# Zone 5 gator



## frog1 (Sep 12, 2009)

We got this one Sept 7, 12'61/2"   511  .lbs He broke 4 teeth out when he bit the boat.


----------



## cball917 (Sep 12, 2009)

what a hoss. good job!!


----------



## crowe1187 (Sep 12, 2009)

Hope he didnt tip the canoe over when he bit it. haha


----------



## BuckHunter 34 (Sep 13, 2009)

now thats a good gator...congrats


----------



## Southern_Gent (Sep 13, 2009)

Man, that is nice!! Good Job!!


----------



## Michael (Sep 13, 2009)

Awesome Gator  Sure looks like 12' 6 & 3/4" to me


----------



## Public Land Prowler (Sep 13, 2009)

very nice!


----------



## Arrow Flinger (Sep 14, 2009)

A beast!
Congratulations


----------



## caveman168 (Sep 14, 2009)

That gator is a beast! We hunted zone 5 in Jeff Davis Co. last weekend and missed some good opportunities. What Co. were yall hunting?


----------



## frog1 (Sep 15, 2009)

we hunted twiggs to telfair.He came out of pulaski co.My employee (tadpole) killed this also.11ft.


----------



## BREAK'N WINGS (Sep 15, 2009)

Bet ya'll had a blast gettin him in the boat!!!   You gonna have enough room to mount him?  I'll tell David to come make some room for ya!!!!


----------



## caveman168 (Sep 15, 2009)

I dont think many people hunt the ocmulgee, we didnt see anybody else


----------



## Dpsmith (Sep 15, 2009)

Frog thats another nice gator! looks like that form you had that other big gator dryin out on when i picked my hog up will get put to good use again.


----------



## frog1 (Sep 16, 2009)

The ocmulgee has gotten pretty popular over the last 3 years,I've seen hunters several times this year.I plan to mount mine  lifesize,I'll leave it in the shop when finished.It may take awhile to mount as my stuff is always last when it comes to getting mounted.The one in my shop is now finished, not sure when he'll be picked up.


----------



## frydaddy40 (Sep 16, 2009)

*Man getter done.*

To more nice gator's nice job boy's.


----------



## ArmyTaco (Sep 17, 2009)

Nice gator. I ran across some folks hunting the Ocmulgee a few weeks back. I seen him at the ramp late at night and figured he was limb lining but he was gator huntin. Was that anybody here?


----------



## frog1 (Sep 18, 2009)

ArmyTaco we've seen people at several landings, which one & when?


----------



## HOGDOG76 (Sep 19, 2009)

Congrats on a nice hoss!


----------



## nx95240 (Sep 25, 2009)

WOW .. very nice


----------



## ArmyTaco (Oct 1, 2009)

frog said:


> ArmyTaco we've seen people at several landings, which one & when?

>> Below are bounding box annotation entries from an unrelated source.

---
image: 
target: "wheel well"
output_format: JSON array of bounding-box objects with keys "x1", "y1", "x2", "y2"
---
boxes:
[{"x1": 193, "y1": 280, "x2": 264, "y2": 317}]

It was 96 Landing. I pulled up in the boat as someone was putting there boat on the trailer..bout 12-1 at night.


----------



## toolmkr20 (Oct 1, 2009)

Those are some nice gators right there.


----------



## frog1 (Oct 3, 2009)

ArmyTaco said:


> It was 96 Landing. I pulled up in the boat as someone was putting there boat on the trailer..bout 12-1 at night.



Nah that wasn't us. We didn't hunt out of 96 this year.The farthest we went up was westlake.The river got messed up for the end of the season.That was not the norm for that time of the year.


----------



## GONoob (Oct 4, 2009)

Thats bad Edited to Remove Profanity ----Edited to Remove Profanity ----Edited to Remove Profanity ----Edited to Remove Profanity ----Edited to Remove Profanity ----! What do you do with it? Eat the tail and make 40 boots?


----------



## fishndinty (Oct 13, 2009)

Those are maneaters right there.


----------



## fisherman.day3 (Nov 2, 2009)

Edited to Remove Profanity ----Edited to Remove Profanity ----Edited to Remove Profanity ----Edited to Remove Profanity ---- them are some big ole gators!!!


----------



## big_bird (Nov 11, 2009)

very nice!!!!!!!!!!!!!!!!!!!!!!!


----------